Types of Cold-Related Illness

  1. Hypothermia
  2. Frostbite
  3. Trench Foot
  4. Chilblains

Your body loses heat faster than it can be produced in cold weather. Prolonged exposure to cold temperatures will exhaust your body’s energy, causing your body temperature to drop leading to hypothermia.  

If you have a chronic condition such as diabetes, Parkinson’s, memory loss, or thyroid problems, you may take medicines that make it hard to regulate your body temperature. Ask your doctor if this is an issue for you or any questions you might have about hypothermia. 

Older adults are more sensitive to cold than younger adults.
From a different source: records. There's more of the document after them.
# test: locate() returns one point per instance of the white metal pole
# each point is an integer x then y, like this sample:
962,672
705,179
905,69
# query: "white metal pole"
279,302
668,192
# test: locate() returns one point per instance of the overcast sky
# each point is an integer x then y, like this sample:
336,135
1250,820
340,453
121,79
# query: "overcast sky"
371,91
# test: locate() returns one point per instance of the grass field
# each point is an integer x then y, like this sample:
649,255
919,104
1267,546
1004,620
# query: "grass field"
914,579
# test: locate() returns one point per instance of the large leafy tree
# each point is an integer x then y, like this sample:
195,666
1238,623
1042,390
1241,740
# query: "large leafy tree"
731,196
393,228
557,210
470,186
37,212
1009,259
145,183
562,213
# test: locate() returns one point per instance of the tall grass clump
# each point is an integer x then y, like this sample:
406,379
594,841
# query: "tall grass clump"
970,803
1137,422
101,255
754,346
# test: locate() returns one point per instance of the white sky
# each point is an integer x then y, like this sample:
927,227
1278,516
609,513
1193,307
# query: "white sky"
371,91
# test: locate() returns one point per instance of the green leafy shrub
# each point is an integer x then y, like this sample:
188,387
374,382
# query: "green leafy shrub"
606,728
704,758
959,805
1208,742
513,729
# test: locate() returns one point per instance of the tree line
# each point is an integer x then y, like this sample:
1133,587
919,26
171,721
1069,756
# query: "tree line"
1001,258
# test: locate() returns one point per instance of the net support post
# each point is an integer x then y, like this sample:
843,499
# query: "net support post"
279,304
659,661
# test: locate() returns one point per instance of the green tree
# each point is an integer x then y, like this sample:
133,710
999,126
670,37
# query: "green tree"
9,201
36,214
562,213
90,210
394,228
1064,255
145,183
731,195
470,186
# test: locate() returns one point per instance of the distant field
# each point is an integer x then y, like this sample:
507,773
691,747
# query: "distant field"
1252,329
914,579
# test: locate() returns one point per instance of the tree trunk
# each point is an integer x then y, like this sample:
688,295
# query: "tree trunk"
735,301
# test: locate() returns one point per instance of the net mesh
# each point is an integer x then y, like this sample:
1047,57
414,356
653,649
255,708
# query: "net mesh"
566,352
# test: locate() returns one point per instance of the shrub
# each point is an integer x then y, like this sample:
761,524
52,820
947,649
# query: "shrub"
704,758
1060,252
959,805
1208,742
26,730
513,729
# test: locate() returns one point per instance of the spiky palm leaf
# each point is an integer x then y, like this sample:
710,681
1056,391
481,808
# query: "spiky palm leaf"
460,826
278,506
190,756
Body temperature below 95°F, or hypothermia, increases their risk of heart disease and kidney or liver damage, especially if they have a history of low body temperature or have had hypothermia in the past. 

Early Symptoms:

  • Shivering 
  • Fatigue 
  • Loss of coordination 
  • Confusion and disorientation

Late Symptoms:

  • No shivering 
  • Blue skin 
  • Dilated pupils 
  • Slowed pulse and breathing 
  • Loss of consciousness

Treatments:

  • Call 9-1-1 if you or someone else is showing possible signs of hypothermia.  
  • Move into a warm room or shelter.  
  • Remove any wet clothing.  
  • Warm the center of the body first-chest, neck, head, and groin-using an electric blanket, if available; or use skin-to-skin contact under loose, dry layers of blankets, clothing, towels, or sheets. 
  • After their body temperature has increased, keep the victim dry and wrapped in a warm blanket, including the head and neck. 
  • If victim has no pulse, begin cardiopulmonary resuscitation (CPR).